On assiste en ce moment à une agressive radicalisation du gouvernement de Juan Manuel Santos.

On n’avait rien vu de comparable au cours des trois dernières années. Au moins trois faits rendent visible ce tour étrange.

  • Le premier est l’annonce selon laquelle le gouvernement colombien se dit prêt à déclarer « immédiatement » le cessez le feu avec les FARC « si l’on signe un accord de paix » à La Havane.
  • Le second est la nomination d’Alfonso Gomez Mendez comme ministre de la Justice.
  • Le troisième est l’offensive judiciaire, d’une grande férocité, contre l’opposition: l’arrestation précipitée et absurde de Luis Alfredo Ramos, un pré candidat présidentiel uribiste et, surtout, la relance très médiatisée de la vieille campagne de calomnies, jamais prouvées, à l’encontre de l’ancien président Alvaro Uribe. Cette offensive cherche à empêcher Alvaro Uribe et son parti, d’arriver au Sénat lors de l’élection législative de l’année prochaine. Même si cette attaque est lancée par certains juges, elle a le soutien du haut gouvernement.

Ces trois dossiers sont étroitement liés car ils font partie de la même opération. C’est un projet assez sérieux mais il sera exécuté très rapidement. « Le moment de la prise de décision arrive», dit le gouvernement. Il va falloir le croire.
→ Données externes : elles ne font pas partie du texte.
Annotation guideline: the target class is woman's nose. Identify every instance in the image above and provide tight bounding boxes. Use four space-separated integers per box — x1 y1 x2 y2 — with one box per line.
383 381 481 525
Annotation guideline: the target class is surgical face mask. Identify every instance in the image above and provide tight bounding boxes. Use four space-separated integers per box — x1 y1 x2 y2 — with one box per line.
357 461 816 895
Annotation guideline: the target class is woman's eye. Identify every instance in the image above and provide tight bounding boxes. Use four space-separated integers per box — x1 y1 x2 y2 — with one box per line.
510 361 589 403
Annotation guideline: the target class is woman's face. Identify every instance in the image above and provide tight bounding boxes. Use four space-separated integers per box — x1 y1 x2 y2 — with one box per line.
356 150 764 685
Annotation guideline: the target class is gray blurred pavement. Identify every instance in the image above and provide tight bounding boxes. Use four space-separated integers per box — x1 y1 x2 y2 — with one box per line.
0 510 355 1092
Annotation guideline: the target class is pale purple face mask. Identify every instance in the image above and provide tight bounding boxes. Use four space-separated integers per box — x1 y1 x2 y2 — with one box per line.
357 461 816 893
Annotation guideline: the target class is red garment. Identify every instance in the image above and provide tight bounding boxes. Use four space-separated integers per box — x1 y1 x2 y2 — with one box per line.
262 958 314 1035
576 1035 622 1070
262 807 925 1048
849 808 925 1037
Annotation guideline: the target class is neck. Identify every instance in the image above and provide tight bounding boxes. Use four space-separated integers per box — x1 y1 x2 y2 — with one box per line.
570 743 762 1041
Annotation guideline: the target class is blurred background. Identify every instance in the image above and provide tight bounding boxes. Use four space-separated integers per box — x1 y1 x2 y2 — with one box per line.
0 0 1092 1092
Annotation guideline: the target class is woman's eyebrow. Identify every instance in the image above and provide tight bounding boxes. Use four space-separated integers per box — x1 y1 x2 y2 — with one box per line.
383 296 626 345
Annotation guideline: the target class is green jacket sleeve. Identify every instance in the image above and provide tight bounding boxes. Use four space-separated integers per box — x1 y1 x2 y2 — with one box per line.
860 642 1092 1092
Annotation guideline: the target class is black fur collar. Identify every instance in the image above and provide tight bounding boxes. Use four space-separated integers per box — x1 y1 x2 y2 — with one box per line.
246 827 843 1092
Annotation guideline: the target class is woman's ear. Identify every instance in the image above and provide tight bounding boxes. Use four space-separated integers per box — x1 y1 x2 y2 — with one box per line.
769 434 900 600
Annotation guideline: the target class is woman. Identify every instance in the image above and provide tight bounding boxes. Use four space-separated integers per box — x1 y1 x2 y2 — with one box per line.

Chute spectaculaire du Président Santos dans les sondages

Cette accélération et radicalisation du processus survient, paradoxalement, dans un moment d’impopularité croissante du gouvernement Santos et, par contre, d’amélioration de la réception des propositions de l’ancien président Uribe. Selon les sondages, les indices d’opinions favorables au Président Santos (et évidemment à sa réélection en 2014) chutent de façon spectaculaire. Et cela n’est pas seulement le résultat de l’incapacité du chef de l’Etat à répondre aux attentes des agriculteurs colombiens.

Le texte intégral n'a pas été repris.